Movie Review Friday: Back to the Garden
Escape to the movies with one of our Movie Review Friday selections. Each week we review a film with an environmental theme. Seen a good eco-flick lately? Send us a short review and look for it in the next Movie Review Friday.
Back to the Garden (2009)
In 1988, a young Seattle filmmaker took a road trip. In Eastern Washington’s backcountry, he found what seemed like a nearly extinct breed: flower children.

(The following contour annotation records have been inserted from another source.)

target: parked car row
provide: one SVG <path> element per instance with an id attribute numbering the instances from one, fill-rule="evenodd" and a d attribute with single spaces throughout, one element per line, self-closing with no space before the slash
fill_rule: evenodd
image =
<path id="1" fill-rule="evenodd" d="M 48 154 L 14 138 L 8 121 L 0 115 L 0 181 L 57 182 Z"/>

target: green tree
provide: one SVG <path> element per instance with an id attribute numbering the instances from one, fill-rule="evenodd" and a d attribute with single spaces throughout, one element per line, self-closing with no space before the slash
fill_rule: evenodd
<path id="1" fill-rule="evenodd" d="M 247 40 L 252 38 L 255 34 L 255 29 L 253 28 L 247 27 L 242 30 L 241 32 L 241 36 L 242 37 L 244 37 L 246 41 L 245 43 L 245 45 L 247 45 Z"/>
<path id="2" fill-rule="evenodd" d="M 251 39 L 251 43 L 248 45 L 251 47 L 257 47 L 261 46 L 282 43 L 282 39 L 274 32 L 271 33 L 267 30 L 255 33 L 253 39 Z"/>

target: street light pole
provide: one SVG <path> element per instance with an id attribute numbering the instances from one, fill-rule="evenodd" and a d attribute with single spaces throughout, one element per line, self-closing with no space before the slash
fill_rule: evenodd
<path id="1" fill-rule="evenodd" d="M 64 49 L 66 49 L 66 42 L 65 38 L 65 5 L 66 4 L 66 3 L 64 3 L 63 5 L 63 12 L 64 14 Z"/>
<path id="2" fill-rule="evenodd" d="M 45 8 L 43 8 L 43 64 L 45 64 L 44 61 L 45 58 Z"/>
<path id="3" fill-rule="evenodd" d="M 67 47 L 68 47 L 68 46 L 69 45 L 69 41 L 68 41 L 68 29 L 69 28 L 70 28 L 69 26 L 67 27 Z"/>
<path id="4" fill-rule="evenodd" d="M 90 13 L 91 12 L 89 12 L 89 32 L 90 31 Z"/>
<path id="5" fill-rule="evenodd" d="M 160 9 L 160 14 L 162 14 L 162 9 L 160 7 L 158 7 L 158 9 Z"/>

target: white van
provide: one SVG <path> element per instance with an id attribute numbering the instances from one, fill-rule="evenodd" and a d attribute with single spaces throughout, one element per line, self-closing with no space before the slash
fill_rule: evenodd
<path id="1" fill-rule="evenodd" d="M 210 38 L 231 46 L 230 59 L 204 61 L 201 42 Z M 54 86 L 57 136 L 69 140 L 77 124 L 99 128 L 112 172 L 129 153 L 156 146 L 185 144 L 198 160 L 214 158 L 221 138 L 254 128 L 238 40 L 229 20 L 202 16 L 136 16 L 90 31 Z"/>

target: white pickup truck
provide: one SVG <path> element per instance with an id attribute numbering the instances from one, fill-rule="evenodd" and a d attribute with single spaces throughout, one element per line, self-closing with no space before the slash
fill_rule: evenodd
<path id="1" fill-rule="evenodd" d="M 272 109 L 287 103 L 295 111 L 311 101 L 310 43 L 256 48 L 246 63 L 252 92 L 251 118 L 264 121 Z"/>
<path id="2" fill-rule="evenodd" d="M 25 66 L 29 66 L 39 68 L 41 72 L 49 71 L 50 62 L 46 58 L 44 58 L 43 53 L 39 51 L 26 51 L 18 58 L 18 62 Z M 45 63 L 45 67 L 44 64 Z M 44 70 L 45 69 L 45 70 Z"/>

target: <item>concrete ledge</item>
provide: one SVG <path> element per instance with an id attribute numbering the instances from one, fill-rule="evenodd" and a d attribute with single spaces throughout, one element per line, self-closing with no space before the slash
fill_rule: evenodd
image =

Director Kevin Tomlinson had wandered into a convening of the group Healing Gathering. Twenty years after Woodstock, here was a community of people dedicated to living off the grid, growing their own food, and pursuing values that had little to do with money. They were blissed out, and Tomlinson was smitten. But when he screened the footage with friends back in 1988, it seemed cliché and strangely out of sync. So the idyllic scenes languished in boxes in Tomlinson’s basement. Even though he wasn’t sure where to go with the film, he couldn’t quite let go of the ephemeral images he captured on those sunny, pastoral slopes.
In 2005, contemplating a new project with producer Judy Kaplan, the two revisited the footage and decided to try to find some of Healing Gathering's original members. They wanted to learn what had happened to these hard-core hippies so dedicated that their ethos survived even during the indulgent 1980s. Their message now seemed prescient — the notion of reduced consumerism and investing in a grassroots, holistic lifestyle was top of mind. Did these “hippie” values stand the test of time, or did they just fold right back into the cultural fabric?
This 70-minute documentary is more than just magic buses and teepees in meadows. It is a heartfelt and poignant examination of past values that are relevant to present needs. It is about where these lives went and what we may each take “back to the garden.”